Davis Chelsea S, Faino Anna V, Onchiri Frankline, Gibson Ronald L, Merjaneh Lina, Ramsey Bonnie W, Rosenfeld Margaret, Cogen Jonathan D
Division of Pulmonary and Sleep Medicine and.
Core for Biostatistics, Epidemiology, and Analytics in Research, Seattle Children's Research Institute, Seattle, Washington.
Ann Am Thorac Soc. 2023 Jan;20(1):75-82. doi: 10.1513/AnnalsATS.202203-201OC.
Pulmonary exacerbation (PEx) events contribute to lung function decline in people with cystic fibrosis (CF). CF Foundation PEx guidelines note that a short course of systemic corticosteroids may offer benefit without contributing to long-term adverse effects. However, insufficient evidence exists to recommend systemic corticosteroids for PEx treatment. To determine if systemic corticosteroids for the treatment of in-hospital pediatric PEx are associated with improved clinical outcomes compared with treatment without systemic corticosteroids. We conducted a retrospective cohort study using the CF Foundation Patient Registry-Pediatric Health Information System linked database. People with CF were included if hospitalized for a PEx between 2006 and 2018 and were 6-21 years of age. Time to next PEx was assessed by Cox proportional hazards regression. Lung function outcomes were assessed by linear mixed-effect modeling and generalized estimating equations. To address confounding by indication, inverse probability treatment weighting was used. A total of 3,471 people with CF contributed 9,787 PEx for analysis. Systemic corticosteroids were used in 15% of all PEx. In our primary analysis, systemic corticosteroids were not associated with better pre- to post-PEx percent predicted forced expiratory volume in 1 second responses (mean difference, -0.36; 95% confidence interval [CI], -1.14, 0.42; = 0.4) or a higher odds of returning to lung function baseline (odds ratio, 0.97; 95% CI, 0.84-1.12; = 0.7) but were associated with a reduced chance of future PEx requiring intravenous antibiotics (hazard ratio, 0.91; 95% CI, 0.85-0.96; = 0.002). When restricting the analysis to one PEx per person, lung function outcomes remained no different among PEx treated with or without systemic corticosteroids, but, in contrast to our primary analysis, the use of systemic corticosteroids was no longer associated with a reduced chance of having a future PEx requiring intravenous antibiotics (hazard ratio, 0.96; 95% CI, 0.86, 1.07; = 0.42). Systemic corticosteroid treatment for in-hospital pediatric PEx was not associated with improved lung function outcomes. Prospective trials are needed to better evaluate the risks and benefits of systemic corticosteroid use for PEx treatment in children with CF.

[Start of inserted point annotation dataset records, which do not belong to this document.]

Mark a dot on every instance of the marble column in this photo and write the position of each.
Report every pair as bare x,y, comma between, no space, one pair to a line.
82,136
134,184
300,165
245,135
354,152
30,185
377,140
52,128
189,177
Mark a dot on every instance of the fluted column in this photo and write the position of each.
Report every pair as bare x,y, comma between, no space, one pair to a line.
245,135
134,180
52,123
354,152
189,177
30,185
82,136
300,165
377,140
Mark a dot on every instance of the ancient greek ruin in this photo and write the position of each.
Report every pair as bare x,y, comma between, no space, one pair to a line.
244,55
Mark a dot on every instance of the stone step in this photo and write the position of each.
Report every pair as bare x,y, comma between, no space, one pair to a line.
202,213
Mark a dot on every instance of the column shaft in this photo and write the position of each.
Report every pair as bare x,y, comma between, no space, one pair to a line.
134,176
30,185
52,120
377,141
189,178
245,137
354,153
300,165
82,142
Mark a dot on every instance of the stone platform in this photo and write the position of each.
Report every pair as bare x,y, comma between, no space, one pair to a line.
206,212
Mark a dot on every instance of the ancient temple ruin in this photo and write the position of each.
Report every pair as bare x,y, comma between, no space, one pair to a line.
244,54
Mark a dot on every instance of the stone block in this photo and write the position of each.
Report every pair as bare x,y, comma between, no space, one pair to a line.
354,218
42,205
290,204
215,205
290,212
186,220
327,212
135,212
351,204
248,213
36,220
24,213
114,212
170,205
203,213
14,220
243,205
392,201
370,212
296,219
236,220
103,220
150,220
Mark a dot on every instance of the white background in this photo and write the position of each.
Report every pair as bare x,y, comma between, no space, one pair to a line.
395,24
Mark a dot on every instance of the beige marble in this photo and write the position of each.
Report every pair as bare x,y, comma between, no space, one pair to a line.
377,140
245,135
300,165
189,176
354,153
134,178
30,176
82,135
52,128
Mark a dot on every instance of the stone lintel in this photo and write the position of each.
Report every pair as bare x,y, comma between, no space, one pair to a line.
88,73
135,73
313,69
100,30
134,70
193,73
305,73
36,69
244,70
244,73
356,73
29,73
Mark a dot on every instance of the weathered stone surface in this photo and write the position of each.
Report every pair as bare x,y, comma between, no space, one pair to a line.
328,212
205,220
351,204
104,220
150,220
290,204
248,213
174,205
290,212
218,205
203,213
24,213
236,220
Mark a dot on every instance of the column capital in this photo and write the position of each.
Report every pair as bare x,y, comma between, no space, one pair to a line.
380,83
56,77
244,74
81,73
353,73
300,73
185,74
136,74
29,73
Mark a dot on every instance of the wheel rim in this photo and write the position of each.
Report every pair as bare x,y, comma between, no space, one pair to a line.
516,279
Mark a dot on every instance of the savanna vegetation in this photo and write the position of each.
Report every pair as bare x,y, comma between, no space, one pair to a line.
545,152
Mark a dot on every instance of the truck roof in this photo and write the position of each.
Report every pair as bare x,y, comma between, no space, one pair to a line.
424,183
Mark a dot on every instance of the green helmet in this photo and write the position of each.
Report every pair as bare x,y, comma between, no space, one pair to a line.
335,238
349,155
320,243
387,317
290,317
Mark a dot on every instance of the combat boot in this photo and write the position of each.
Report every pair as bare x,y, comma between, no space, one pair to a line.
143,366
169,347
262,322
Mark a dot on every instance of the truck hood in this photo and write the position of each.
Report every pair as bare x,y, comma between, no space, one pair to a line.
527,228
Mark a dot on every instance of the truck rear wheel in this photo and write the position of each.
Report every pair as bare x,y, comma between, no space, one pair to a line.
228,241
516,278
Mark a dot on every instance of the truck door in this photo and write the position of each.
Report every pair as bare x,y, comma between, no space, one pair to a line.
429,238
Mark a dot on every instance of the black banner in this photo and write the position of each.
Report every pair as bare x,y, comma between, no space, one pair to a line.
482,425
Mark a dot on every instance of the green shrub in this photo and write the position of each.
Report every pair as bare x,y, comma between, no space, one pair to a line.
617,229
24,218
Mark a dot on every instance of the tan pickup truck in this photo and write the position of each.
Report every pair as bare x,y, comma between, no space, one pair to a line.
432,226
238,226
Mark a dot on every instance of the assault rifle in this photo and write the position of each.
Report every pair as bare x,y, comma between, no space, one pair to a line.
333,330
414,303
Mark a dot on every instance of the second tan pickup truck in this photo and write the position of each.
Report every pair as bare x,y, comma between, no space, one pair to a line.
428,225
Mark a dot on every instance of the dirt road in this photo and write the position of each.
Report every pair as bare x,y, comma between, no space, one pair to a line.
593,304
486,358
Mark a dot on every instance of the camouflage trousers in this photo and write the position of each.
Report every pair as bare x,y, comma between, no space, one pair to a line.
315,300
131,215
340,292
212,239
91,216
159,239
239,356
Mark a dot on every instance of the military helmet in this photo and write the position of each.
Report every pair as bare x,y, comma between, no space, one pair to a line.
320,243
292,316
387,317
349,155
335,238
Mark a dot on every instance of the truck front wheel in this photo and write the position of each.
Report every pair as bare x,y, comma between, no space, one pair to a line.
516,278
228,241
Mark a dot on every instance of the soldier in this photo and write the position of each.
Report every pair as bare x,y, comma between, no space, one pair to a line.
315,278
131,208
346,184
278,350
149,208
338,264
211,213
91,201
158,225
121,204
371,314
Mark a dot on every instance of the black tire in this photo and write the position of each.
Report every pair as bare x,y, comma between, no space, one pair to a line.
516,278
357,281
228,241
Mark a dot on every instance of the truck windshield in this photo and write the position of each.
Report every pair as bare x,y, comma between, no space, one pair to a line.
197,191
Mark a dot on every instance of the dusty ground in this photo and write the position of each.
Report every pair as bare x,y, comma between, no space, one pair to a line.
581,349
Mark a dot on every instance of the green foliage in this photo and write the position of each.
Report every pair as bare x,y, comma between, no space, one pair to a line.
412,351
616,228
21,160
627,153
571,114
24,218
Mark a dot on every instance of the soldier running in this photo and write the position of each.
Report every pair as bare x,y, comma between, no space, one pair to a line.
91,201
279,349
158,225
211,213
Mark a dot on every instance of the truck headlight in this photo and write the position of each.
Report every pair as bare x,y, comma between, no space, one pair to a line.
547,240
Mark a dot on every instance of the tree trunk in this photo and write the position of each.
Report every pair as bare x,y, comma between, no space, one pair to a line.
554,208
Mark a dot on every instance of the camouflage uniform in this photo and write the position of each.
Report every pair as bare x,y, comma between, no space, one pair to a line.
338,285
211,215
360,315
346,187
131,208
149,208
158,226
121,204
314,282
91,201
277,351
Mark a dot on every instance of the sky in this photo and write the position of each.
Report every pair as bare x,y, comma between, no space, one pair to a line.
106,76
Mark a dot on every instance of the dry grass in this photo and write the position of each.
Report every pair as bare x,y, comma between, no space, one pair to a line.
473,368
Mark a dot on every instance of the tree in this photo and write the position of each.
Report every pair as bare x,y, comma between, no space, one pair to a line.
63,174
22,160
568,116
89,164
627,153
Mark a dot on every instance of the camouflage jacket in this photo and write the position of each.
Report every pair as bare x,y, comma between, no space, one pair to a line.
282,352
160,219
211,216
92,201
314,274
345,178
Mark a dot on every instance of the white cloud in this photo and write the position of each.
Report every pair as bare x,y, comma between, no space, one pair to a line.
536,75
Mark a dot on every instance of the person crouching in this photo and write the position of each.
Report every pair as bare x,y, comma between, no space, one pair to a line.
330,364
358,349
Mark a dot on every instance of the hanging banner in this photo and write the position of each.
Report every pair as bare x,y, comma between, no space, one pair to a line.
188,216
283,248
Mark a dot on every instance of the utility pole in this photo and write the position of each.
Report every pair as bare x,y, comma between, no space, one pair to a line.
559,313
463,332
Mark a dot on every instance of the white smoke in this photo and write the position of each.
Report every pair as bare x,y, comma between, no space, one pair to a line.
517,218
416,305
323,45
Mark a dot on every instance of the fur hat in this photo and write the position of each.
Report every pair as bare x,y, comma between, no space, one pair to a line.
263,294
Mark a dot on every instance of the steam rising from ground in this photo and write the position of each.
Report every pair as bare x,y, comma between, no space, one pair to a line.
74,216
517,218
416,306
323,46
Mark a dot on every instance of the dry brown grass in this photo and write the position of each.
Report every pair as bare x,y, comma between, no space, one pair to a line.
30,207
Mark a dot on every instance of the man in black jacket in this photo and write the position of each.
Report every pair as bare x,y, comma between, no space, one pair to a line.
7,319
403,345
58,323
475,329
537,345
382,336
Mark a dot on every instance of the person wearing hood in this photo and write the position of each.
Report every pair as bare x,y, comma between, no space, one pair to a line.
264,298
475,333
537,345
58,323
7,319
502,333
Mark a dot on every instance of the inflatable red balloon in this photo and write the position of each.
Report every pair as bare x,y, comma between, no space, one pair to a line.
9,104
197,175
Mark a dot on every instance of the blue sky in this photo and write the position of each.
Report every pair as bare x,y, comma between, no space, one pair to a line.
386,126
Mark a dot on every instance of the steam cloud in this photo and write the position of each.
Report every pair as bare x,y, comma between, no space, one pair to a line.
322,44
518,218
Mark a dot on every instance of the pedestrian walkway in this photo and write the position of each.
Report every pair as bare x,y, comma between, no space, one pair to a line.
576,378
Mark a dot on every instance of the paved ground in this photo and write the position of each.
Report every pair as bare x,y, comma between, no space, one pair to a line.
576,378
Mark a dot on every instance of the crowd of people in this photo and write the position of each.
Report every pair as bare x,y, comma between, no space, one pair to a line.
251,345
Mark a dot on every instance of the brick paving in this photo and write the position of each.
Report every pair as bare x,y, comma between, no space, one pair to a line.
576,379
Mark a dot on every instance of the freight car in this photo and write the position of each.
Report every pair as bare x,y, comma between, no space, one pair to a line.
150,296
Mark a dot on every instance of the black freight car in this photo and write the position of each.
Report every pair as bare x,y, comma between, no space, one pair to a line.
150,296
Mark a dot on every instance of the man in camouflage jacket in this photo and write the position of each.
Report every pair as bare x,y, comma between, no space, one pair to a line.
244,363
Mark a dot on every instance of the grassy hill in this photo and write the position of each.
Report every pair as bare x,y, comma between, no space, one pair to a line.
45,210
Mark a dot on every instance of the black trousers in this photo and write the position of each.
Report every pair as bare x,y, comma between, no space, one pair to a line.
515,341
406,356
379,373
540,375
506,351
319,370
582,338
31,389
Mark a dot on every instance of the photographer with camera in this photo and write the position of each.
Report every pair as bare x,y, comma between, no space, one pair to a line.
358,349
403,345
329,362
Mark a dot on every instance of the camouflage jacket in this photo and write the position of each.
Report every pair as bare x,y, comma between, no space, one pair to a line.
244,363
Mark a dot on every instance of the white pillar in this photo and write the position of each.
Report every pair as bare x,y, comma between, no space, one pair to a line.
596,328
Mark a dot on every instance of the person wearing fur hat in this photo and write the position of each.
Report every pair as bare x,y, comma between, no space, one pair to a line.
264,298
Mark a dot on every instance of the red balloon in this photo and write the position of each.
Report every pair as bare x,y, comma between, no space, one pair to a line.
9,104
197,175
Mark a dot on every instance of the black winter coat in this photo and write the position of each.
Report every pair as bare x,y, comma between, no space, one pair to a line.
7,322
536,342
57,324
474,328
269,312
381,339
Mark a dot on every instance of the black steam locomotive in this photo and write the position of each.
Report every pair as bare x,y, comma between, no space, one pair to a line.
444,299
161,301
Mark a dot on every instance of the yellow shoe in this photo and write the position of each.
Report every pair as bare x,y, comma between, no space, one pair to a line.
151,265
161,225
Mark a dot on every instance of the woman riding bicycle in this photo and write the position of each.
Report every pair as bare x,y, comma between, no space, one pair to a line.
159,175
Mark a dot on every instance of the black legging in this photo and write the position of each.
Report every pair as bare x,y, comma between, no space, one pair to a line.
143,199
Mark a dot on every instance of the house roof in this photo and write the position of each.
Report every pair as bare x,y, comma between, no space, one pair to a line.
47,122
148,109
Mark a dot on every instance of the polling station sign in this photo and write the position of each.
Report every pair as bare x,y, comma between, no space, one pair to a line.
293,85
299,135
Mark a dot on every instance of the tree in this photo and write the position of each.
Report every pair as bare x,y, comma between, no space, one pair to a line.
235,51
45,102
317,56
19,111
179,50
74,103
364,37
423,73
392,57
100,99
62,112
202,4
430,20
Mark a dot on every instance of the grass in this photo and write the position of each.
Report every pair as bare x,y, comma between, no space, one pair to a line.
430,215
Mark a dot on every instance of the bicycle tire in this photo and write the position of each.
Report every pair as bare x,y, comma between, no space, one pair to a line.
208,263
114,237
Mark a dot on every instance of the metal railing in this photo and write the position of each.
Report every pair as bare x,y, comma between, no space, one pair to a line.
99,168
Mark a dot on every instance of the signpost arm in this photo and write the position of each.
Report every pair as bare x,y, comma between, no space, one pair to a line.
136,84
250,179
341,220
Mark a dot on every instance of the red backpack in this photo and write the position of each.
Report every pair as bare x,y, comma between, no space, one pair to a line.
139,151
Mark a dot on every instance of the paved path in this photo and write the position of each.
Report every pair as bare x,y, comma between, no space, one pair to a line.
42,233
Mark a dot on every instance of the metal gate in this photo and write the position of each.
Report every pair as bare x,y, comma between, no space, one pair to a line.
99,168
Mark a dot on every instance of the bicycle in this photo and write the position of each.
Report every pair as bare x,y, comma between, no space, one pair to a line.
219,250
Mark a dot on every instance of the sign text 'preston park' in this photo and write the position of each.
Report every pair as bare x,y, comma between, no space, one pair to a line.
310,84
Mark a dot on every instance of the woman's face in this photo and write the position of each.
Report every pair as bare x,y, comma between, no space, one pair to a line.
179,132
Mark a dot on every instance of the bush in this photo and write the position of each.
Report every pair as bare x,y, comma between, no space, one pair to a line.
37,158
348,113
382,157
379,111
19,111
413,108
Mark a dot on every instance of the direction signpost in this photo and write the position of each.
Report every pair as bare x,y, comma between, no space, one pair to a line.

肺部加重(PEx)事件会导致囊性纤维化(CF)患者的肺功能下降。囊性纤维化基金会的PEx指南指出,短期全身性皮质类固醇治疗可能有益,且不会产生长期不良影响。然而,目前尚无足够证据推荐使用全身性皮质类固醇治疗PEx。为了确定与不使用全身性皮质类固醇治疗相比,使用全身性皮质类固醇治疗住院儿科PEx是否能改善临床结局。我们使用囊性纤维化基金会患者登记处 - 儿科健康信息系统链接数据库进行了一项回顾性队列研究。纳入2006年至2018年间因PEx住院且年龄在6至21岁的CF患者。通过Cox比例风险回归评估下次PEx的时间。通过线性混合效应模型和广义估计方程评估肺功能结局。为了解决指征性混杂问题,使用了逆概率治疗加权法。共有3471名CF患者贡献了9787次PEx用于分析。所有PEx中有15%使用了全身性皮质类固醇。在我们的主要分析中,全身性皮质类固醇与PEx前后一秒用力呼气量预测值百分比的改善无关(平均差异为-0.36;95%置信区间[CI]为-1.14,0.42;P = 0.4),也与恢复到肺功能基线的较高几率无关(优势比为0.97;95%CI为0.84 - 1.12;P = 0.7),但与未来需要静脉使用抗生素的PEx几率降低有关(风险比为0.91;95%CI为0.85 - 0.96;P = 0.002)。当将分析限制为每人一次PEx时,使用或未使用全身性皮质类固醇治疗的PEx之间肺功能结局仍然没有差异,但与我们的主要分析不同的是,使用全身性皮质类固醇不再与未来需要静脉使用抗生素的PEx几率降低有关(风险比为0.96;95%CI为0.86,1.07;P = 0.42)。住院儿科PEx的全身性皮质类固醇治疗与改善肺功能结局无关。需要进行前瞻性试验以更好地评估在CF儿童中使用全身性皮质类固醇治疗PEx的风险和益处。